Event logs are output to a log storage area specified in the event type definition or in the logging listener in a complex event processing statement. The log storage area that will be the output destination is generated automatically.

If the output destination is a Hadoop system, the details are as follows:

Output destination

The output destination can be changed using the value specified in the directory element of the engine configuration file.

If a directory name is specified in the directory element, the output destination will be a path made by joining the following values:

  • Value set in "pdfs.fs.local.basedir" (*1)

  • Directory name specified in the engine configuration file

  • Log storage area specified in the event type definition or logging listener

  • Automatically generated log file name

*1: "pdfs.fs.local.basedir" is the Hadoop mount directory. Refer to the BDPP manuals for details.

If a slash (/) only is specified in the directory element, the output destination will be a path made by joining the following values:

  • Value set in "pdfs.fs.local.basedir"

  • Log storage area specified in the event type definition or logging listener

  • Automatically generated log file name

Example

Example of output destination

The output destination will be "/mnt/pdfs/hadoop/tmp/logFileName" for the following conditions:

  • If the value set in "pdfs.fs.local.basedir" is "/mnt/pdfs"; and

  • If "hadoop" is specified as the directory name in the engine configuration file; and

  • If "/tmp" is specified as the log storage area specified in the event type definition or logging listener of the complex event processing statement

The output destination will be "/mnt/pdfs/tmp/logFileName" for the following conditions:

  • If the value set in "pdfs.fs.local.basedir" is "/mnt/pdfs"; and

  • If a slash (/) is specified as the directory name in the engine configuration file; and

  • If "/tmp" is specified as the log storage area specified in the event type definition or logging listener of the complex event processing statement

Note

If the output destination of the event log is duplicated and the format of the event data is the same, event data of a different event type will be output to the same file. If analysis is to be performed by event type or by output by logging listener, separate the output destinations.

Log file format

The format will be Hadoop SequenceFile (binary file) format.

Log file name

A log file will be automatically generated in the log storage area using the file name shown below.

This file will be renamed with the ".done" extension in 300 seconds by default.

dateTime_VMname_branchNumber
  • dateTime: yyyyMMddHHmmssSSS

  • VMname: processID@CEPserverHostName

  • branchNumber: 0000000001 to 0000000122

Point

A file with the ".done" extension will be analyzed by the event log analysis application. Move it to an arbitrary directory to analyze it.

Note

A file with an extension other than ".done" is a file that is being output, so do not perform an operation on it.

Upper limit of file size

The upper limit of the file size is LONG MAX (263 - 1).

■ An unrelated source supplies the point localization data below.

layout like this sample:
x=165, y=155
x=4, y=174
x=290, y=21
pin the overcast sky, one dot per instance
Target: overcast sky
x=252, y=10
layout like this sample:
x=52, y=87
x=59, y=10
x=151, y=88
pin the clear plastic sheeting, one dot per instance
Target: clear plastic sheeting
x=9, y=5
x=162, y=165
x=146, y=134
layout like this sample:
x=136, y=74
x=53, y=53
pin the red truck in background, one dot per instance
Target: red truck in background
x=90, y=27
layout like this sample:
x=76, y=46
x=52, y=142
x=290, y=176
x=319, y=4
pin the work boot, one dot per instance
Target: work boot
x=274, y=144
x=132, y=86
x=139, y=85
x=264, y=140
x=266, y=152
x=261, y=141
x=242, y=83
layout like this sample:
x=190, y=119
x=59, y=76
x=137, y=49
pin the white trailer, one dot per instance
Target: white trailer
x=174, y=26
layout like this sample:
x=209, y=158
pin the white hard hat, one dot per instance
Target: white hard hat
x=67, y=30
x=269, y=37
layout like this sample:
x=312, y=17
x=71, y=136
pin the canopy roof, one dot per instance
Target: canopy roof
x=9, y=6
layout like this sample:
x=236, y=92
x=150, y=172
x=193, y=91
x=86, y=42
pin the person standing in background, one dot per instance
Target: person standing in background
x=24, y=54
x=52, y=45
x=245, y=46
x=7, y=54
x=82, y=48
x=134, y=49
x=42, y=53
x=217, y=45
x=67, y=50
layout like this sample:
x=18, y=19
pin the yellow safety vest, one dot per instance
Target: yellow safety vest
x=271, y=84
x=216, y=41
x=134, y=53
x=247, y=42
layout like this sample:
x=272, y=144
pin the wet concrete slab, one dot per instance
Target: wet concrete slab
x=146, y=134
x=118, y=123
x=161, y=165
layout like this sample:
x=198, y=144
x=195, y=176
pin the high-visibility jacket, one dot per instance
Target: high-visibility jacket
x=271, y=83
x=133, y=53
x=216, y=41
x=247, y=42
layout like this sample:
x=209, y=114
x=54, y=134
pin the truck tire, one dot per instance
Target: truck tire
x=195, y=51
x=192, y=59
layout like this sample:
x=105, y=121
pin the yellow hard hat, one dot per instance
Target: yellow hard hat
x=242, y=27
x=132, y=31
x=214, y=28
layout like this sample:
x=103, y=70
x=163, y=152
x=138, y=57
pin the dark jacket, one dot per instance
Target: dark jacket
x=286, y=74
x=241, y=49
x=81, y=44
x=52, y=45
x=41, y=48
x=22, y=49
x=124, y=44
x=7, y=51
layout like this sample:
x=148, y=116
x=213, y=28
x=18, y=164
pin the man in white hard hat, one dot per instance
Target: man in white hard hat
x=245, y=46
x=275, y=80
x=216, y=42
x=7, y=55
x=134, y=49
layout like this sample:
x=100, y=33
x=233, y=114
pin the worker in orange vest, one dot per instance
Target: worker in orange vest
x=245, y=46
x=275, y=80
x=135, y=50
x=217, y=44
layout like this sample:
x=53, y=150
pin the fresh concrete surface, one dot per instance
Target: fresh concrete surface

Upper limit of number of files

None

Key of SequenceFile

The date and time information (yyyyMMddHHmmss) will be the key. The corresponding Hadoop type (API) is "org.apache.hadoop.io.Text".

The date and time above will be the date and time at which the event data was written. (This may differ from the date and time at which the CEP engine received the events.)

Value of SequenceFile

Input events are output as they are. The corresponding Hadoop type (API) is "org.apache.hadoop.io.BytesWritable".

Compression format of SequenceFile

Record compression

Versions of SequenceFile

6

Information

If outputting to the engine log

Input events are output to the engine log unchanged.